# gerbil has attackd another = bleeding, what to do?



## greg01 (May 21, 2009)

hey,
one of our gerbils has just attacked another and there is some blood coming from it, what shall we do?


----------



## ....zoe.... (Jul 8, 2009)

ide say seperate right away, where is the blood coming from ? 

are they deffinate same sex ???


----------



## greg01 (May 21, 2009)

we've put him back with his mother (he was in with a guy), it was on his side, the blood has stopped and it doesn't look deep.


----------



## blade100 (Aug 24, 2009)

will he not inpregnate his mum


----------



## ....zoe.... (Jul 8, 2009)

thats exactly what im thinking


----------



## annabeltaylor (Oct 20, 2009)

Once a gerbil draws blood from another they will very often fight till the weaker one dies. They can be introduced together by the split tank method, although once blood is shed can be hard work but not impossible as I have done it twice with success in the past.

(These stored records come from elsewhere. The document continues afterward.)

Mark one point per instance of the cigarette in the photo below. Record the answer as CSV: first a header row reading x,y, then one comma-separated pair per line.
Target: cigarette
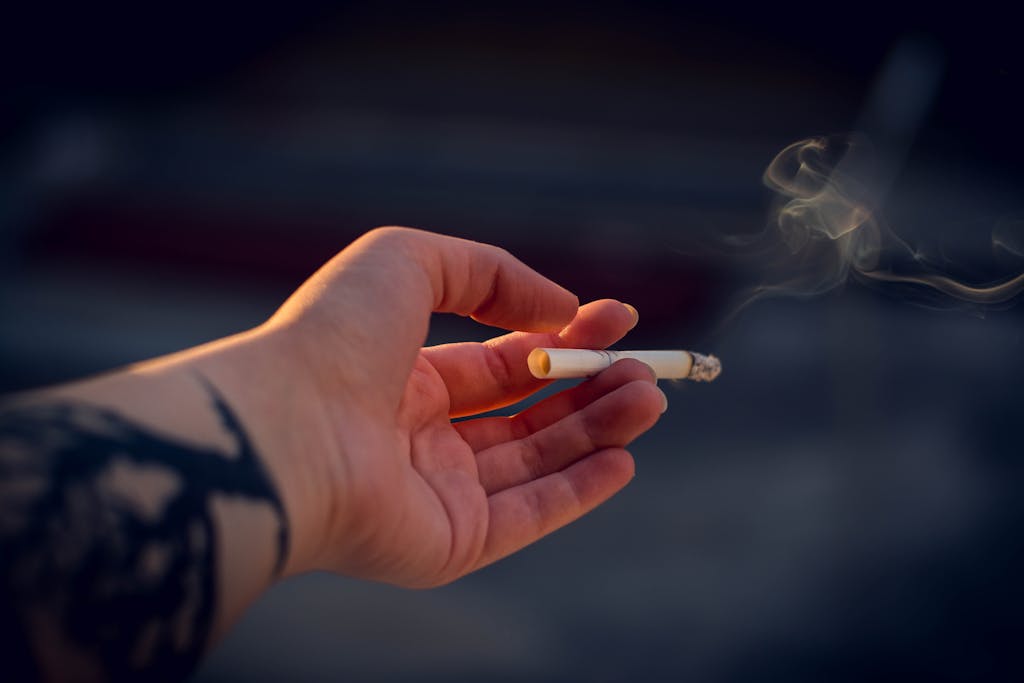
x,y
556,364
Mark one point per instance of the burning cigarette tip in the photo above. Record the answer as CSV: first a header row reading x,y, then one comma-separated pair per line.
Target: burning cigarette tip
x,y
552,364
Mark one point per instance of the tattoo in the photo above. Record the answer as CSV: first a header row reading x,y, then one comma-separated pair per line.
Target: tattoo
x,y
108,547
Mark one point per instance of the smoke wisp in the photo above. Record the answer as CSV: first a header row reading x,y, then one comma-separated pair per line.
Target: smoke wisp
x,y
827,230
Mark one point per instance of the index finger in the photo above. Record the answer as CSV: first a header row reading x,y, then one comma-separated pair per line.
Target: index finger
x,y
494,374
382,289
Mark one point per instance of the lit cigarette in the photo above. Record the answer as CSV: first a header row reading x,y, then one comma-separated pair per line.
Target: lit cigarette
x,y
556,364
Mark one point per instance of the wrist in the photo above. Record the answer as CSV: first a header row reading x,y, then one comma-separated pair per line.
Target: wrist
x,y
257,374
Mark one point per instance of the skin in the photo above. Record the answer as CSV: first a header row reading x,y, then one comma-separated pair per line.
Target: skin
x,y
352,420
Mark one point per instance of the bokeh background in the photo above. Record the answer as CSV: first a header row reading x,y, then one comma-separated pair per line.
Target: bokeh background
x,y
843,504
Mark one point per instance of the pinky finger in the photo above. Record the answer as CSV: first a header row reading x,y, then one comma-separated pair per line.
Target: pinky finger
x,y
522,514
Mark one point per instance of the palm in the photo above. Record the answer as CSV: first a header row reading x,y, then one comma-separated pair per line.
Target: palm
x,y
475,491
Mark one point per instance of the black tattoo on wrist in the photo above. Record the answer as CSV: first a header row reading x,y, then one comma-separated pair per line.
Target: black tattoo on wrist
x,y
91,567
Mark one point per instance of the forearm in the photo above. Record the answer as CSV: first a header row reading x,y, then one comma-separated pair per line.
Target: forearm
x,y
142,511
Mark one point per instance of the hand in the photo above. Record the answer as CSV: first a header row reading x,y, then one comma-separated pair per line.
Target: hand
x,y
401,494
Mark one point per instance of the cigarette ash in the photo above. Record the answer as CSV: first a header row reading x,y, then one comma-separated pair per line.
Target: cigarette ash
x,y
705,368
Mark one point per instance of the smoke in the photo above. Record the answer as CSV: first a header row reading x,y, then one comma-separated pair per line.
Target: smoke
x,y
827,230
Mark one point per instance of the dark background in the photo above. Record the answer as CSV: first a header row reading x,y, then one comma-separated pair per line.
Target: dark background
x,y
843,504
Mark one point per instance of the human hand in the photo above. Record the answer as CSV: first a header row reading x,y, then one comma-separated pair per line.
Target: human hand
x,y
400,494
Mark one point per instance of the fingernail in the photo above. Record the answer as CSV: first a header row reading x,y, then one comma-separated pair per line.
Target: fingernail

How old are the gerbils, which is related to who?


----------



## greg01 (May 21, 2009)

blade100 said:


> will he not inpregnate his mum


the mums in with 3 other males at the moment, so she'll probably already be pregnant, we were looking to send the two that were fighting to somebody (we've got people who are willing to take them) but we're just going to send the one that attacked away on its own (they can buy another) and just keep the little guy who got attacked, once the one who attacked is gone the female will be put into that cage until she gives birth and takes care of the babies then they'll be sent to someone.


----------



## ....zoe.... (Jul 8, 2009)

no offence but sounds to me as if you are over breeding your female. and i thought that you should have 1 male to 2 females not 1 female to 3 males 

gerbils are social creatures and shouldnt be on their own as they get depressed and lonely. 

also even if your female is pregnant you are taking a risk with putting her son back in as if she isnt you could potentially inbreed !


----------



## Marcia (Mar 10, 2009)

greg01 said:


> the mums in with 3 other males at the moment, so she'll probably already be pregnant, we were looking to send the two that were fighting to somebody (we've got people who are willing to take them) but we're just going to send the one that attacked away on its own (they can buy another) and just keep the little guy who got attacked, once the one who attacked is gone the female will be put into that cage until she gives birth and takes care of the babies then they'll be sent to someone.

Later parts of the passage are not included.